Those are beautiful John. I'm getting four of them from Chris Miller in October when I fly out to Chicago. Where did you get yours from ? Are you keeping them all in the same tank or did you split them up? What size tank are you using? Any pics of the tank? I've got to get mine setup ASAP.

----------


## John Clare

I got them from Innovative Ectotherms.  They're in a quarantine container.  Basically I'm growing them out until I can reliably sex them, then I'll make a pair and sell the extras.  I've already seen a little male on male aggression and calling, so that might be sooner than I had planned.

----------


## Amy

Those are some great looking little frogs John!!  Thanks for sharing  :Smile:

----------

John

----------


## Heather

They have beautiful markings  :Smile:

----------


## bshmerlie

> I got them from Innovative Ectotherms. They're in a quarantine container. Basically I'm growing them out until I can reliably sex them, then I'll make a pair and sell the extras. I've already seen a little male on male aggression and calling, so that might be sooner than I had planned.


I'm going to be keeping mine in an 18X18X24 Exo.  I was hoping to be keeping them together until I could sex them as well.  I'm worried about aggression happening while I'm at work...maybe I should split them into two tanks.  What do you think?  Honestly, I'm not skilled enough to be able to sex them myself until I hear a male calling.  Are they going to start beating each other up before then?

----------


## wesleybrouwer

Impressive how you captured them on film.
They aren't exactly the kind of frogs waiting for you to shoot your pictures  :Big Grin:

----------


## bshmerlie

> Impressive how you captured them on film.
> They aren't exactly the kind of frogs waiting for you to shoot your pictures


That's because John uses "display" leaves that are tacky like fly paper.  That way he can take them out and take their pictures with perfect lighting. Come on....haven't you wondered how his leaves are all so perfectly clean? And the perfect color?  :Smile:

----------


## John Clare

Haha, no they're not tacky.  They're just sea grape leaves, just like I use in most of my terrariums.  I've spent much of the past 5 years photographing wild amphibians.  They're so much more challenging than the captive variety, so photographing these guys, while not easy, is not as challenging given the handling skills I've developed.  Mind you, I work up a lot of sweat taking photos like these.  You have to watch the frogs like a hawk in case they get close to jumping off the table.  You also have to be quick with the photography because they don't pose well (this species is particularly fond of bunching up and honkering down).
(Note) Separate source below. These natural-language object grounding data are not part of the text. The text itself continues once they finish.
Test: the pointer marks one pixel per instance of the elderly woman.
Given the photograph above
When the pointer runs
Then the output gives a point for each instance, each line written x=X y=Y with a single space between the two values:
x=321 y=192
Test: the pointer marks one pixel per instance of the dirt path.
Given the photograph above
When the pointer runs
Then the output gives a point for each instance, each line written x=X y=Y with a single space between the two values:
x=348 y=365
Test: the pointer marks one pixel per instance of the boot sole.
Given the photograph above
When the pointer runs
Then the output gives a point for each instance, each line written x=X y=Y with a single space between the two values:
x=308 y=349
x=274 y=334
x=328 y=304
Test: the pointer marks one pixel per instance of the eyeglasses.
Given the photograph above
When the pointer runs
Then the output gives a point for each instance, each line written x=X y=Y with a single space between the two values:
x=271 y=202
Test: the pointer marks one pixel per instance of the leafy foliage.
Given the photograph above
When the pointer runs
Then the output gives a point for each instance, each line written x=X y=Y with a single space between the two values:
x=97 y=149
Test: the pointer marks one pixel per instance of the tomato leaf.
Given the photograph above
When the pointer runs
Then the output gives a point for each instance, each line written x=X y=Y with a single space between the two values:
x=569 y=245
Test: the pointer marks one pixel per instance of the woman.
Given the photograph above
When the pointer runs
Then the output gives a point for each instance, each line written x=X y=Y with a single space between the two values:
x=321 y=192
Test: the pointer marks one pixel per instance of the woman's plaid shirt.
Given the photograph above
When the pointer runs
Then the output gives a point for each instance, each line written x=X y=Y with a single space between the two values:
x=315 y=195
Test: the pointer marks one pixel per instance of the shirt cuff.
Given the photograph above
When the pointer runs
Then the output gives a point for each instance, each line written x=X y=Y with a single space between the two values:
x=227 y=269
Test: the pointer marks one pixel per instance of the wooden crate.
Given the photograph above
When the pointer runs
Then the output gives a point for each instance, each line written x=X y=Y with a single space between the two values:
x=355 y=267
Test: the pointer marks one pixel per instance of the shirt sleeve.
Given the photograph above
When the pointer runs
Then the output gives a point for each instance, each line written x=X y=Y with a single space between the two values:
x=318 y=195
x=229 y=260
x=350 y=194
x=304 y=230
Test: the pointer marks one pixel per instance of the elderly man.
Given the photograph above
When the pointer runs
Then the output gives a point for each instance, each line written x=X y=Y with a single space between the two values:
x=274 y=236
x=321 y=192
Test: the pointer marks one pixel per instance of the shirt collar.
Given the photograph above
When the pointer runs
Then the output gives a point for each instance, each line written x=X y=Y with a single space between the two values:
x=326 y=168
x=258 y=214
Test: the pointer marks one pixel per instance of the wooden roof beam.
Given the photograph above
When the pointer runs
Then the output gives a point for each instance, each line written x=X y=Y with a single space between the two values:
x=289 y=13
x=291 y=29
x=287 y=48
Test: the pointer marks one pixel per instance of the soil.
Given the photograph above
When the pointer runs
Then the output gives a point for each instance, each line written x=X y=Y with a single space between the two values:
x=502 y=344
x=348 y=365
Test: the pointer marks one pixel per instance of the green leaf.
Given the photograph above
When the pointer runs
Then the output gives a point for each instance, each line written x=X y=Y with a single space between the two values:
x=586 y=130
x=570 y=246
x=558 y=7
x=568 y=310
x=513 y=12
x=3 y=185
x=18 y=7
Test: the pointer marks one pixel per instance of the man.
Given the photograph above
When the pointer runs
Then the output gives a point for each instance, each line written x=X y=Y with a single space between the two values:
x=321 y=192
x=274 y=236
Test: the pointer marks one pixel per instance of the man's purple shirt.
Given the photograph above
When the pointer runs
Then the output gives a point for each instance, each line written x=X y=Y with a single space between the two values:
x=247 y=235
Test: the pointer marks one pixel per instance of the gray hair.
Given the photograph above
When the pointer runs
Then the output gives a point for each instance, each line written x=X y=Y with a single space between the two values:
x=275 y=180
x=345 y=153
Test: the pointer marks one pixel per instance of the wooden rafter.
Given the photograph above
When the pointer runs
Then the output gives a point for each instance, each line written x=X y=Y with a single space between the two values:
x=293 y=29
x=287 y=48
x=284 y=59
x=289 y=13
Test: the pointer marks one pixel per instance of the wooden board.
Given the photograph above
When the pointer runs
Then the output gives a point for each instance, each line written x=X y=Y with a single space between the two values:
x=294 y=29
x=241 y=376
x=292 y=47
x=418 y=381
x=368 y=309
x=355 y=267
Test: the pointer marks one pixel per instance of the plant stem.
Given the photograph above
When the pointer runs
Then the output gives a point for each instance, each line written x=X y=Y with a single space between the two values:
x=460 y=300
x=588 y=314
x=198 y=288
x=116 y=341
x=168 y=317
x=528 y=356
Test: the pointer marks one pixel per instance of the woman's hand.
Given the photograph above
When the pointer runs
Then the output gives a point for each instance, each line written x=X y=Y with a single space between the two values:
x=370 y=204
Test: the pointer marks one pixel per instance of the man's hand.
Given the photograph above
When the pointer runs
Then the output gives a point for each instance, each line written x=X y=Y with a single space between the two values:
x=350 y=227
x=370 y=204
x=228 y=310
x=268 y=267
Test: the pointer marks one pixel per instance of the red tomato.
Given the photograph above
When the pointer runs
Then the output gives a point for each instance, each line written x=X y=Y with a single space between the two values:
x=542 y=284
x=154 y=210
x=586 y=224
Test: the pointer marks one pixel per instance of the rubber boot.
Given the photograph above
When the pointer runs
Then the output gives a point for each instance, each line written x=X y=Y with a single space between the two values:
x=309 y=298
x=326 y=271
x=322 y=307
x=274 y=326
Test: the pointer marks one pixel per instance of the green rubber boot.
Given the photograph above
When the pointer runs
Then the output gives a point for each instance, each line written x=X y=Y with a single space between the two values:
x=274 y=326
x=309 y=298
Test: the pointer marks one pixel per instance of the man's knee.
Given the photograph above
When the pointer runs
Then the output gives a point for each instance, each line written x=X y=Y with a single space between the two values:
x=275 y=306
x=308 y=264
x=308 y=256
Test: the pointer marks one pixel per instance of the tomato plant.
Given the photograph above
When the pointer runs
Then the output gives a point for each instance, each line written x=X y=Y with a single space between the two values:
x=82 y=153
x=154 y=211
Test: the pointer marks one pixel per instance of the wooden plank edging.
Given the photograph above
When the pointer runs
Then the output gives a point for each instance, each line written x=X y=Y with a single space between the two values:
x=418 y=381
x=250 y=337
Regarding keeping them together, there's no problem when they don't have any laying sites, and not enough room to dominate each other.  Though they do seem to be more belligerent than imitator.

----------


## bshmerlie

So when you're taking pictures of your frogs they're sitting on leaves on a table?  And they stay?  LOL....I'm doing something wrong.  Are you sure no spray glue was involved in the making of your pictures?

----------


## Don

Wow, the colors are so intense on these _Ranitomeya benedicta, and you_ pics are awesome as always John.

----------


## John Clare

> So when you're taking pictures of your frogs they're sitting on leaves on a table?  And they stay?  LOL....I'm doing something wrong.  Are you sure no spray glue was involved in the making of your pictures?


Well, they don't stay exactly.  They eventually try to jump off the table.  Basically I herd them around as they jump, and then I try to shoot them after they land.  It takes some skill to constantly watch them, catch them, shoot, and not squish them.  I've never squished a frog or harmed one in any way, but I grew up handling frogs from about the age of 4.  I've also been blessed with lightning reflexes - they've saved me a lot of potential anguish!




> Wow, the colors are so intense on these _Ranitomeya benedicta, and you_ pics are awesome as always John.


Thanks Don.  Often I give the RAW photos a saturation boost but not in the case of these guys.  That red, if anything, is more intense in person than in the photos.  The blue is a kind of dark pastel blue - not as pretty as what you see in imitator, vents, and variabilis.

----------


## Don

Come on John, we know your really Ave Ventura and can hypnotize the frogs with just the quick evil eye.
  Then you pose them, snap a pic or two and snap your fingers to awaken them.  We Know.

----------


## bshmerlie

Shooting them on a table with leaves does explain a lot.  Now, I just have to work on that courage of mine.

----------